The securities referenced herein, or any securities underlying or derived from the financial instruments referenced herein, including but not limited to the Warrants, the Warrant Shares, and the Silver Loan, have not been and will not be registered under the U.S. Securities Act of 1933, as amended. This news release does not constitute an offer to sell or the solicitation of an offer to buy such securities, nor shall there be any sale of such securities in any state or jurisdiction in which such offer, solicitation or sale would be unlawful prior to registration or qualification under the securities laws of any such state or jurisdiction.
Amendments to the Monetary Metals Silver Loan
Additionally, in connection with the Sixth Tranche, the Company and Silver Valley have entered into an amendment to the secured promissory note purchase agreement dated August 8, 2024, as previously amended by (i) a first amendment to secured promissory note purchase agreement dated November 11, 2024, and (ii) a second amendment to the secured note promissory purchase agreement dated June 5, 2025, to extend the availability date for advances thereunder from June 30, 2025 to January 31, 2026. In any event, the number of bonus warrants issued or issuable to MM will not exceed, in the aggregate, the maximum of 3,000,000 allowable under the MM NPA.
About Bunker Hill Mining Corp.
Bunker Hill is an American mineral exploration and development company focused on revitalizing our historic mining asset: the renowned zinc, lead, and silver deposit in northern Idaho’s prolific Coeur d’Alene mining district.
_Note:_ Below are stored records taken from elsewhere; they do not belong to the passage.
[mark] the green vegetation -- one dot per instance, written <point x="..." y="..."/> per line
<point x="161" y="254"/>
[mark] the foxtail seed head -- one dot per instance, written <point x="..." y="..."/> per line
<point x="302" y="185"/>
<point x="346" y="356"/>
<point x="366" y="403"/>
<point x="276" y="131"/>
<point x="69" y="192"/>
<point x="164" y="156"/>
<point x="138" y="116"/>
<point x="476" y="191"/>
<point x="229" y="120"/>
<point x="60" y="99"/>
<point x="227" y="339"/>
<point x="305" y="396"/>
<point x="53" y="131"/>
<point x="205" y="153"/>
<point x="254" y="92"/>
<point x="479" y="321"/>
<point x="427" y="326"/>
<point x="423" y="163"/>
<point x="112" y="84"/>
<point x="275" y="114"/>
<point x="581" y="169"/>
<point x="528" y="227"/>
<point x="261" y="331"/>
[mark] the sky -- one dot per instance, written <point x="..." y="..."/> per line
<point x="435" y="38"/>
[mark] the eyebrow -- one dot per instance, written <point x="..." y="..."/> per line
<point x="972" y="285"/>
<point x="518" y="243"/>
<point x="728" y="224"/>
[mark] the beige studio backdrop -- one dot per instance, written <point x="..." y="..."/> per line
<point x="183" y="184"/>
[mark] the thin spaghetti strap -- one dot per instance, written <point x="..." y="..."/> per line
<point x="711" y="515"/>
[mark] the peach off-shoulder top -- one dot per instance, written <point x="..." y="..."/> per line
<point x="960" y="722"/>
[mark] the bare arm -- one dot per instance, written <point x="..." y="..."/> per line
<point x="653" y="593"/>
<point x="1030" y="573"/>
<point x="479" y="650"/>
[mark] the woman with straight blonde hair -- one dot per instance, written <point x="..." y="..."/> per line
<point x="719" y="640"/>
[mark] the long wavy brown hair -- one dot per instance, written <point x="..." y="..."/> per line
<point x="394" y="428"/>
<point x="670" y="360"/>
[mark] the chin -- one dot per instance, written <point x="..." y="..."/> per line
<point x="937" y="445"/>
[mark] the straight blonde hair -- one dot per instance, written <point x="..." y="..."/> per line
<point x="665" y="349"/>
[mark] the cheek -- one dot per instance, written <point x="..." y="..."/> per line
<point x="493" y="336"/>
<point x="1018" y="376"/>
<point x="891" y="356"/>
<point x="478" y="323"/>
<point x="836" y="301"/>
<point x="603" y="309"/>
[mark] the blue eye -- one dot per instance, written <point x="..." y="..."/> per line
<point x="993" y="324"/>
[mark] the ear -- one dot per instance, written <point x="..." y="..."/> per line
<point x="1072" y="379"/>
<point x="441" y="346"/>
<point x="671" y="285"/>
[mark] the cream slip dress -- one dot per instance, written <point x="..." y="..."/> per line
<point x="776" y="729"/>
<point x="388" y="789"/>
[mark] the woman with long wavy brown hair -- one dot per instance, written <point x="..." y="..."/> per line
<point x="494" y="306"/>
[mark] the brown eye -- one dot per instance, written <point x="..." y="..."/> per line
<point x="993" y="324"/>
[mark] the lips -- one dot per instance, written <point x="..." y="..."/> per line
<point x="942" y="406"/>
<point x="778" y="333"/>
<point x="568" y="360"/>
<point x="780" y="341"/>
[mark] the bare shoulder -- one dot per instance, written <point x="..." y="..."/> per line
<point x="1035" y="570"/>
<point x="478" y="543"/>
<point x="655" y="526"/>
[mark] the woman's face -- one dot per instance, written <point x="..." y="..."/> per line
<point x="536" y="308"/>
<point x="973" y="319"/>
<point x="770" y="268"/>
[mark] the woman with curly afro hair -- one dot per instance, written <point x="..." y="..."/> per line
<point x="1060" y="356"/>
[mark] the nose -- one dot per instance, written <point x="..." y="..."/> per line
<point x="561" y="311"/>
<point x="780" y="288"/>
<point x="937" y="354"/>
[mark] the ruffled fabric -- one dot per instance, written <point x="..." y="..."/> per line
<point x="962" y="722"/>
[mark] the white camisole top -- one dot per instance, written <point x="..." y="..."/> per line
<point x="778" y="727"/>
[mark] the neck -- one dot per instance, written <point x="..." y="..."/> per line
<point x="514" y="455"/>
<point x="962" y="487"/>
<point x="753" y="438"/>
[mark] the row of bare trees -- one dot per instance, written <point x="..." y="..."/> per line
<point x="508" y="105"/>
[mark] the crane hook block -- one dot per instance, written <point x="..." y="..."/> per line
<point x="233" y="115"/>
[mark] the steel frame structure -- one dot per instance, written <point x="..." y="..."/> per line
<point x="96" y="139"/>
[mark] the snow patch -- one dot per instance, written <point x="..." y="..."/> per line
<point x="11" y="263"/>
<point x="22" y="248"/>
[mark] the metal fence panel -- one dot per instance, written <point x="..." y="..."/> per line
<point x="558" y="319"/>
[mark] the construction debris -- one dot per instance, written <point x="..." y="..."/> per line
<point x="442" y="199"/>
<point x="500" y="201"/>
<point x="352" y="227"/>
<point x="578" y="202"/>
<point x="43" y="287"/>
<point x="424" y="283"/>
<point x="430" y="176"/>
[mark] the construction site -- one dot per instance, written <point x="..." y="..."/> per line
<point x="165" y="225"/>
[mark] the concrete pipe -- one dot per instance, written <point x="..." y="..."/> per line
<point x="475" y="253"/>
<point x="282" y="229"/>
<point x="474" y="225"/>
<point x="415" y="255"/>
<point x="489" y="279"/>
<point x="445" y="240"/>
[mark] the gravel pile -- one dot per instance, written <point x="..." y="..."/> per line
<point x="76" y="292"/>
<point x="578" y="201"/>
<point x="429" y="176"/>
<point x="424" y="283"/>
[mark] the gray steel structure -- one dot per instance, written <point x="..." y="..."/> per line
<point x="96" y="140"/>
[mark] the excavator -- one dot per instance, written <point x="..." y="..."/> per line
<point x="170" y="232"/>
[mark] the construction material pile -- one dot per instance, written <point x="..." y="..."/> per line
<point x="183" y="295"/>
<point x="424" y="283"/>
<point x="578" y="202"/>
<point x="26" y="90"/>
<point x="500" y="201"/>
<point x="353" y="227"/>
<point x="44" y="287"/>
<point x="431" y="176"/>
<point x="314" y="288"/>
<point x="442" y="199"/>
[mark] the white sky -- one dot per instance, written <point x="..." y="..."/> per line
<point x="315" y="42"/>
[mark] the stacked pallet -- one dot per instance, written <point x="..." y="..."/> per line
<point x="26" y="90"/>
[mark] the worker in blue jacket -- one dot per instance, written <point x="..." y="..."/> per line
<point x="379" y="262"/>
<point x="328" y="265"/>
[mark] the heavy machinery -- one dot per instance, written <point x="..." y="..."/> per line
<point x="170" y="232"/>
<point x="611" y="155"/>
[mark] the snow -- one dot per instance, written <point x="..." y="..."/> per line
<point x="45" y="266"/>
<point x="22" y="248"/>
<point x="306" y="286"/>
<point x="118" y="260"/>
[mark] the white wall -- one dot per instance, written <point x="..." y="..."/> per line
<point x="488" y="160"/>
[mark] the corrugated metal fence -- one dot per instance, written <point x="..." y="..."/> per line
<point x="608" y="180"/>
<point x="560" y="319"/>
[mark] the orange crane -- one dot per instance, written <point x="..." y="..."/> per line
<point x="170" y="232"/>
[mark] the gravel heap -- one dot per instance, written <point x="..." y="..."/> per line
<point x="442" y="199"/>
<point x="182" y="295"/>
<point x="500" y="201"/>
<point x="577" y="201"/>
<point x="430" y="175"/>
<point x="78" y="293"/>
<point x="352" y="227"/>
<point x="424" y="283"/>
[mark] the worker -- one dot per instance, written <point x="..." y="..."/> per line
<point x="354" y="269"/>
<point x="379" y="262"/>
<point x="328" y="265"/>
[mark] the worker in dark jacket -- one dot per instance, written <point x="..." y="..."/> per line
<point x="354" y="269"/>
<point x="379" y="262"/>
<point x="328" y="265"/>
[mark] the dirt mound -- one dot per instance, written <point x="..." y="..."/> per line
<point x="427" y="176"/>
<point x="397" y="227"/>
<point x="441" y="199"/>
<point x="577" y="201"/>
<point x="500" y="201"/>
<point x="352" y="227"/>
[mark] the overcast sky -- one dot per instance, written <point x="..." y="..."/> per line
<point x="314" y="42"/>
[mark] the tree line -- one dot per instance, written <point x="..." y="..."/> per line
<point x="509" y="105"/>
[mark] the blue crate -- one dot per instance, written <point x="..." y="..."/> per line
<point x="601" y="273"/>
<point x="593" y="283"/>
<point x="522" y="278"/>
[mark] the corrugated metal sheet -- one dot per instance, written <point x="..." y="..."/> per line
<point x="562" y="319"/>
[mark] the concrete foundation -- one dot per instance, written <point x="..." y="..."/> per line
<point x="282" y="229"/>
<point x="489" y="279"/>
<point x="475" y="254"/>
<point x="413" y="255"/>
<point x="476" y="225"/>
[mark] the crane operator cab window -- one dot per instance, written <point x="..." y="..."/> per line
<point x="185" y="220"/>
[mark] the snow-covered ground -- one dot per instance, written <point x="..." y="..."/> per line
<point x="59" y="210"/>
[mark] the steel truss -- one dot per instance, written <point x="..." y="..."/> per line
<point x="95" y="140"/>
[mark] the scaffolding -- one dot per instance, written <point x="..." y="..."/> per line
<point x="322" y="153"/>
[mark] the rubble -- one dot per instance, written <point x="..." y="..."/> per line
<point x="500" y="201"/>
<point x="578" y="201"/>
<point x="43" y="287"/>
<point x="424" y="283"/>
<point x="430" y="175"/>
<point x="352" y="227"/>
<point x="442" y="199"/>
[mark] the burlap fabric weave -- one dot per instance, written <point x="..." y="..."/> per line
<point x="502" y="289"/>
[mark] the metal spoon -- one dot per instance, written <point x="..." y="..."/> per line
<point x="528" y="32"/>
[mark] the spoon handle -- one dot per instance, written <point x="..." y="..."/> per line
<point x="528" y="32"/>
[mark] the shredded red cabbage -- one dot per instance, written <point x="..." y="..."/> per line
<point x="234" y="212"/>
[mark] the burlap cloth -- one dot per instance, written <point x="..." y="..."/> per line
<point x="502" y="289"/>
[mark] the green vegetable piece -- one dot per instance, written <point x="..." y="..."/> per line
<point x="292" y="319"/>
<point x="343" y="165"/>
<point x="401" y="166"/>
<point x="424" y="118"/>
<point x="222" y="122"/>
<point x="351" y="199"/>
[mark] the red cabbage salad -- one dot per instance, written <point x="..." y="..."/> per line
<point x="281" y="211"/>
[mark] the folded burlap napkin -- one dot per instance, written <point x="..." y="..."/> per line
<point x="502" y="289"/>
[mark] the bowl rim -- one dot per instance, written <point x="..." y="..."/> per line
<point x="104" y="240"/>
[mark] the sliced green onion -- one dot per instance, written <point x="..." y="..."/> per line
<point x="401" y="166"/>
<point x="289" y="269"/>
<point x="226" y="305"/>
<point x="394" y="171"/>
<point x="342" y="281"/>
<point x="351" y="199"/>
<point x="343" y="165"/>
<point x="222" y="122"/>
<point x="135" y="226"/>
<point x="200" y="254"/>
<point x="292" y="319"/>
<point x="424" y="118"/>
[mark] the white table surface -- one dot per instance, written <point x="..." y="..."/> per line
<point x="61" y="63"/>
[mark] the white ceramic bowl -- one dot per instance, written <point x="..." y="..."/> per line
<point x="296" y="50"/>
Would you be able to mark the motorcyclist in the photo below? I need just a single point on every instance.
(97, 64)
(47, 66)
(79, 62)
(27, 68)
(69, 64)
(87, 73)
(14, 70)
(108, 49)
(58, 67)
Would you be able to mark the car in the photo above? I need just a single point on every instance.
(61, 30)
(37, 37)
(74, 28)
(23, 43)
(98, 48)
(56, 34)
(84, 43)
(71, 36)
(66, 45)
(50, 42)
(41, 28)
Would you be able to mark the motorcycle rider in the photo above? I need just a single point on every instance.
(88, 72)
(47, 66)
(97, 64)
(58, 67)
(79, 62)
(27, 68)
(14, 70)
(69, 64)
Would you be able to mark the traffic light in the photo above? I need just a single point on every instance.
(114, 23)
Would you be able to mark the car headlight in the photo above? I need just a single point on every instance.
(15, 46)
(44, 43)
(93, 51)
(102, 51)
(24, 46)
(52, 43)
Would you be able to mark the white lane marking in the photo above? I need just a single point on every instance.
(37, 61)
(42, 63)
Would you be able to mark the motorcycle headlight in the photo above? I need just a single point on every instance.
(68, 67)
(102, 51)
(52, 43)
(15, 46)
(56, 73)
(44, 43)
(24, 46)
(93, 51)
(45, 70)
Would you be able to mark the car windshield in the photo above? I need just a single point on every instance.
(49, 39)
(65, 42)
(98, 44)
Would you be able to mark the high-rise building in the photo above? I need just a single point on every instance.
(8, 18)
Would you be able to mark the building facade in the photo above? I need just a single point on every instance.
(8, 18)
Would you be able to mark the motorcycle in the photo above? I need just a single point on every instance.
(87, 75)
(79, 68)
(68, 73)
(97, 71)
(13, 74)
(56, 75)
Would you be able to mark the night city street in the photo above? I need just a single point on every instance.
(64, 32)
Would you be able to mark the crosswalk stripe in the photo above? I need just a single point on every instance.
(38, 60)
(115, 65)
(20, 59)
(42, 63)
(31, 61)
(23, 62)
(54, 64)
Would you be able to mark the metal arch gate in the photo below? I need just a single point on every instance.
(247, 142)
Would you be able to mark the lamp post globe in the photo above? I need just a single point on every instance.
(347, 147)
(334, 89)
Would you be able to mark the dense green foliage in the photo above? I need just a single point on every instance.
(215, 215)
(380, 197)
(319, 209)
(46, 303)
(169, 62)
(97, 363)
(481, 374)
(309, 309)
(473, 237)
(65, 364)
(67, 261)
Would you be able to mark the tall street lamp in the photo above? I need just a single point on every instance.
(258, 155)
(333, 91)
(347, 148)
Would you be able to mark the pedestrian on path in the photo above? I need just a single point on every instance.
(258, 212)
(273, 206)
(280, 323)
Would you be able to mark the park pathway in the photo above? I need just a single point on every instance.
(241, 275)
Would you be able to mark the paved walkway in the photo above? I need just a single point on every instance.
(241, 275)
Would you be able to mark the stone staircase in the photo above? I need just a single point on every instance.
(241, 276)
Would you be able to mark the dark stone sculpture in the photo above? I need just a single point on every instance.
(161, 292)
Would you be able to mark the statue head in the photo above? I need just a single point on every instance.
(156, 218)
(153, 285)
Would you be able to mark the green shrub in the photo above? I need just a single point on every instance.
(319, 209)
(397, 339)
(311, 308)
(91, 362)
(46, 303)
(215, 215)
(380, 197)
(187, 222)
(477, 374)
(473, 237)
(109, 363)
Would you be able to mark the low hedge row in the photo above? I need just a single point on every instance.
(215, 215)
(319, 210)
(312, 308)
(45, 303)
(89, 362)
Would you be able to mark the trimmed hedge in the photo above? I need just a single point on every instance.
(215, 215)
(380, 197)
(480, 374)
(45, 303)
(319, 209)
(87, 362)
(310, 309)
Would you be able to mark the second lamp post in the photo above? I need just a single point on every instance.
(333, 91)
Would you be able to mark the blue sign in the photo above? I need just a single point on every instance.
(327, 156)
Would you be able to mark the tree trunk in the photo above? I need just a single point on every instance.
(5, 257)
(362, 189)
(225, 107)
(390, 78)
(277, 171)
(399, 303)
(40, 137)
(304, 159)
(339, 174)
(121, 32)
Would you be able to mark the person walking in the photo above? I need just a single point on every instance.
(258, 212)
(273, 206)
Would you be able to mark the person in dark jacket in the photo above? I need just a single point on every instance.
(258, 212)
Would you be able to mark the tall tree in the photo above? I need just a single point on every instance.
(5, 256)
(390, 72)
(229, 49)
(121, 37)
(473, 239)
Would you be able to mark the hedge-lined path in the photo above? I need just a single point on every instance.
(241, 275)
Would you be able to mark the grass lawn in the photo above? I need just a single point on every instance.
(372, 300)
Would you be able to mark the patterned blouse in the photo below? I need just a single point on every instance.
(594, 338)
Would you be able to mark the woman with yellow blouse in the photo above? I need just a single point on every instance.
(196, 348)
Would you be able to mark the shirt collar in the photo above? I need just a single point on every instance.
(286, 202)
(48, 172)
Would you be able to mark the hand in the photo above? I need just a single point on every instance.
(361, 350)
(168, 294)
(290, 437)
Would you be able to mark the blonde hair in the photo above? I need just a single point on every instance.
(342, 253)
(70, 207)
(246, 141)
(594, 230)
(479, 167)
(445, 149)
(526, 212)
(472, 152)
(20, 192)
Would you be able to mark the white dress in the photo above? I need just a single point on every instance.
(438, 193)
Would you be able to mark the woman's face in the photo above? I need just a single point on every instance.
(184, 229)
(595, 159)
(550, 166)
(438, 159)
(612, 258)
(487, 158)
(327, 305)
This strategic initiative aims to breathe new life into a once-productive mine, leveraging modern exploration techniques and sustainable development practices to unlock the potential of this mineral-rich region. Bunker Hill aims to maximize shareholder value by responsibly harnessing the mineral wealth in the Silver Valley mining district, focusing our efforts on this single, high-potential asset. Information about the Company is available on its website, www.bunkerhillmining.com, or within the SEDAR+ and EDGAR databases.